De forma automática, le aventé el almohadón que tenía entre las manos.
— ¿Puedes bajar la voz? —susurré histéricamente.
Mi hermana se acomodó contra la pared, y me sonrió con suficiencia. Sabía que no tenía escapatoria: algo tendría que contarle. La gran duda era, ¿Cuánto podía saber Helen?
En los pocos segundos que me dio, antes de volver a presionarme, medí el tipo de reacción que tendría al contarle que había pasado al otro lado del muro, y había conocido el Epicentro.
—Estoy viendo a Douglas... —escupí, con cierta vergüenza.
Helen sonrió, y suprimió una carcajada. No podía creérselo, eso era seguro.
— ¿Douglas Risper?
Su rostro era pura emoción y sorpresa.
Asentí, y ella volvió a reírse en silencio.
Comencé a contarle cómo había sido que habíamos acabado juntos. Desde aquel día en la plaza, hasta la pelea en mi cumpleaños.
Durante toda la historia, el rostro de Helen iba y venía en expresiones que oscilaban entre la sorpresa y la advertencia. A mi sorpresa, no pareció disgustarle tanto el hecho de que Douglas perteneciera a la Edad Negra, sin embargo, su expresión se transformó al contarle la propuesta que llevaba en pie desde hacía meses.
—Le dije que no —concluí. Y ella pareció respirar.
—Es una locura —admitió y se sonrió a sí misma —, Douglas Risper.
Lo dijo mientras picaba una y otra vez mi pierna con su dedo índice.

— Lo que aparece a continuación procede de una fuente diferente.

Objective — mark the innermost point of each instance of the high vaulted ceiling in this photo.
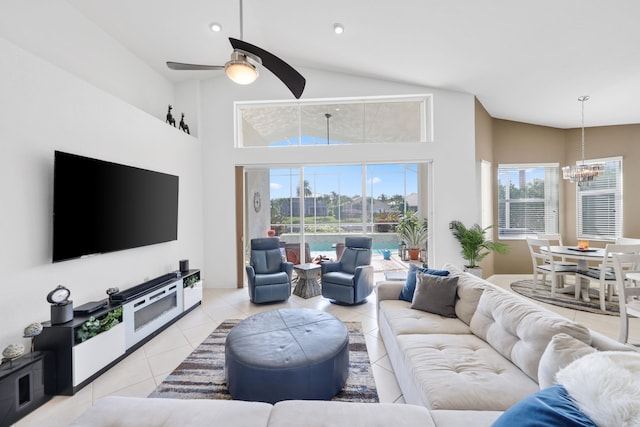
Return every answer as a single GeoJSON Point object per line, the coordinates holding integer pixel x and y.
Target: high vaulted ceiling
{"type": "Point", "coordinates": [527, 61]}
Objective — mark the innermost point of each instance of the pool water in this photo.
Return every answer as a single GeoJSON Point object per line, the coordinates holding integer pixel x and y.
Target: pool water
{"type": "Point", "coordinates": [377, 248]}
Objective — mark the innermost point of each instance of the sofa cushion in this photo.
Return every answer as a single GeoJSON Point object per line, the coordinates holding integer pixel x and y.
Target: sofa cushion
{"type": "Point", "coordinates": [435, 294]}
{"type": "Point", "coordinates": [463, 372]}
{"type": "Point", "coordinates": [561, 350]}
{"type": "Point", "coordinates": [152, 412]}
{"type": "Point", "coordinates": [410, 284]}
{"type": "Point", "coordinates": [404, 320]}
{"type": "Point", "coordinates": [314, 413]}
{"type": "Point", "coordinates": [469, 290]}
{"type": "Point", "coordinates": [520, 330]}
{"type": "Point", "coordinates": [551, 407]}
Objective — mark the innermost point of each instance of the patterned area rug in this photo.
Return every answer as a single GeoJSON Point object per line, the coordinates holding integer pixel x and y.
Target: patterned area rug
{"type": "Point", "coordinates": [201, 374]}
{"type": "Point", "coordinates": [543, 294]}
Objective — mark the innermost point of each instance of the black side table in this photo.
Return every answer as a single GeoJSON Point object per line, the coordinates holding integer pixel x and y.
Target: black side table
{"type": "Point", "coordinates": [22, 387]}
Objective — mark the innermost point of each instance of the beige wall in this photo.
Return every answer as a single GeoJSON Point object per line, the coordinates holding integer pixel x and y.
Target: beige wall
{"type": "Point", "coordinates": [484, 151]}
{"type": "Point", "coordinates": [514, 142]}
{"type": "Point", "coordinates": [607, 141]}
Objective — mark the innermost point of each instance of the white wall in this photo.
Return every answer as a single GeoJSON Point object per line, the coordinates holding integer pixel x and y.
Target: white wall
{"type": "Point", "coordinates": [453, 154]}
{"type": "Point", "coordinates": [58, 33]}
{"type": "Point", "coordinates": [44, 109]}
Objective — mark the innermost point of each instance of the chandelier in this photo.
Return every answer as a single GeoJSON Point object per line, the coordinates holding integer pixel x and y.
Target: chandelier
{"type": "Point", "coordinates": [582, 174]}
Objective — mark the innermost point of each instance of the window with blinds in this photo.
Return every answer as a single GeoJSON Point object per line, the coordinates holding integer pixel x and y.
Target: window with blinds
{"type": "Point", "coordinates": [527, 200]}
{"type": "Point", "coordinates": [599, 204]}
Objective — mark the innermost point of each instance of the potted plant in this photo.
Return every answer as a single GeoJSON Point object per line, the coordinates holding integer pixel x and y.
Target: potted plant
{"type": "Point", "coordinates": [475, 245]}
{"type": "Point", "coordinates": [413, 232]}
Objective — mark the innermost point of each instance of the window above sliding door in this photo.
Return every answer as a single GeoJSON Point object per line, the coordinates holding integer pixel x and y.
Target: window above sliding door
{"type": "Point", "coordinates": [334, 122]}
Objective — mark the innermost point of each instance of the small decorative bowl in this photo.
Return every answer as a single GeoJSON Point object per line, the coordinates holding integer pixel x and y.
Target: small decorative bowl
{"type": "Point", "coordinates": [32, 330]}
{"type": "Point", "coordinates": [13, 351]}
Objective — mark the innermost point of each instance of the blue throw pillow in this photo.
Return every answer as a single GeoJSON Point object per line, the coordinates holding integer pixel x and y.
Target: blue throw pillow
{"type": "Point", "coordinates": [550, 407]}
{"type": "Point", "coordinates": [410, 285]}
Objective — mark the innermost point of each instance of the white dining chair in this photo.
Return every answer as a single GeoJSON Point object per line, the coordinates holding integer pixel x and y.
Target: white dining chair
{"type": "Point", "coordinates": [627, 270]}
{"type": "Point", "coordinates": [545, 264]}
{"type": "Point", "coordinates": [555, 239]}
{"type": "Point", "coordinates": [604, 273]}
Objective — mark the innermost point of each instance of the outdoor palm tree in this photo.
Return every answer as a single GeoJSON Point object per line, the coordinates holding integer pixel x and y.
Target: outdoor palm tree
{"type": "Point", "coordinates": [307, 189]}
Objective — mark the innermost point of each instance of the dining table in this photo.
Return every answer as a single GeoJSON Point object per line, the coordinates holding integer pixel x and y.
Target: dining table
{"type": "Point", "coordinates": [582, 256]}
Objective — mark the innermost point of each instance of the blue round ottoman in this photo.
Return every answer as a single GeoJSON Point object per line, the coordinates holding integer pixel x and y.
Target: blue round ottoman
{"type": "Point", "coordinates": [285, 354]}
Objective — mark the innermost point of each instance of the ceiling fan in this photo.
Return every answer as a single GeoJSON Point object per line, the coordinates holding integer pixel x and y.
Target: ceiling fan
{"type": "Point", "coordinates": [241, 67]}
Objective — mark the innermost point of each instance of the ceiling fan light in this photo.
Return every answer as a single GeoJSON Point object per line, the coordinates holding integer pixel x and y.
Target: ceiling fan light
{"type": "Point", "coordinates": [240, 70]}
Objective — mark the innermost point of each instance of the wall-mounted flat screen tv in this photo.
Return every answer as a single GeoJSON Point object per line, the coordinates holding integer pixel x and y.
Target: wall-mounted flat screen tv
{"type": "Point", "coordinates": [101, 207]}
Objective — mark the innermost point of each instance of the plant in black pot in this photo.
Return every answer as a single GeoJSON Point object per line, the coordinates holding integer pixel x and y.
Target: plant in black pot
{"type": "Point", "coordinates": [414, 232]}
{"type": "Point", "coordinates": [475, 245]}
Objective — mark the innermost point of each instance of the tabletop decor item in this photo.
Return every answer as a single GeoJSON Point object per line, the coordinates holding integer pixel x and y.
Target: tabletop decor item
{"type": "Point", "coordinates": [12, 352]}
{"type": "Point", "coordinates": [414, 232]}
{"type": "Point", "coordinates": [61, 305]}
{"type": "Point", "coordinates": [31, 331]}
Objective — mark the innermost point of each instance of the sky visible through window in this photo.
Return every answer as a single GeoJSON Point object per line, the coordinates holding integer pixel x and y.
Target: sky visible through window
{"type": "Point", "coordinates": [385, 179]}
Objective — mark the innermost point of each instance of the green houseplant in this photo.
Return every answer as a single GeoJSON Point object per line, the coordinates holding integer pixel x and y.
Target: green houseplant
{"type": "Point", "coordinates": [413, 232]}
{"type": "Point", "coordinates": [475, 245]}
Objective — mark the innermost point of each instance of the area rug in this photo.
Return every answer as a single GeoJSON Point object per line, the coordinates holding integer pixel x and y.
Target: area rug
{"type": "Point", "coordinates": [393, 264]}
{"type": "Point", "coordinates": [201, 374]}
{"type": "Point", "coordinates": [543, 294]}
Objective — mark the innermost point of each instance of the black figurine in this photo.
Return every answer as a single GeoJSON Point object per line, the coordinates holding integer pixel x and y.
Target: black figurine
{"type": "Point", "coordinates": [170, 118]}
{"type": "Point", "coordinates": [183, 125]}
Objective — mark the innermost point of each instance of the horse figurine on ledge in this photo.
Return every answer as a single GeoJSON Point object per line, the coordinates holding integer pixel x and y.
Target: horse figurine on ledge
{"type": "Point", "coordinates": [183, 125]}
{"type": "Point", "coordinates": [170, 118]}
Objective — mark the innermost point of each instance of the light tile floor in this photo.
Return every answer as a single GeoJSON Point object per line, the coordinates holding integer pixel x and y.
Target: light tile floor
{"type": "Point", "coordinates": [142, 371]}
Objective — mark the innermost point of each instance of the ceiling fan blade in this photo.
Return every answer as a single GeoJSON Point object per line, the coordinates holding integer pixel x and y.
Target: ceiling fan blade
{"type": "Point", "coordinates": [181, 66]}
{"type": "Point", "coordinates": [285, 72]}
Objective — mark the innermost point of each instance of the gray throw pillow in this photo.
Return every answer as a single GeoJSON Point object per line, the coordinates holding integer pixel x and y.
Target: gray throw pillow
{"type": "Point", "coordinates": [435, 294]}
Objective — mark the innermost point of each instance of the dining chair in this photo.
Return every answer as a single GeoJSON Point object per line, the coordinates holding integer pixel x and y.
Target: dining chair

Le conté, también, como era que me había ayudado tanto con mi cámara y las fotos; y cómo era que conseguía información ultra-valiosa de la calle, y las personas que están en ella.
Automáticamente, la conversación viró hacia Elioth. Hasta la mismísima Helen comenzó a ver a Doug como una posibilidad de dar con el paradero de nuestro amigo.
Dudé unos instantes, pero no podía dar marcha atrás. Mi hermana sabría que no me quedaría de brazos cruzados ante la desaparición de Elioth. Menos aún, teniendo a alguien como Doug al alcance del silbido.
—Voy a encontrarme con varias personas que pueden darnos datos sobre dónde está —dije.
Entonces la duda comenzó a pertenecerle a ella.
—Annie, ¿estás segura? Son... Encontrarte con Douglas es una cosa, pero hacerlo con personas que no conoces...
Sabía que tenía toda la razón, pero mis ojos debieron haberlo dicho todo, porque Helen cerró la boca y asintió.
—Bueno —dijo. Más para sí, que para mí.Entonces, en ese silencio, una sensación me recorrió el cuerpo: el día que volví del trabajo, y mi familia me esperaba en la sala, no pude hacer otra cosa que negarlo hasta el cansancio. "Están equivocados, volverá para el anochecer" repetía, una y otra vez; luego, pasó una hora. Dos horas. Tres. Cuatro. Medianoche y nada.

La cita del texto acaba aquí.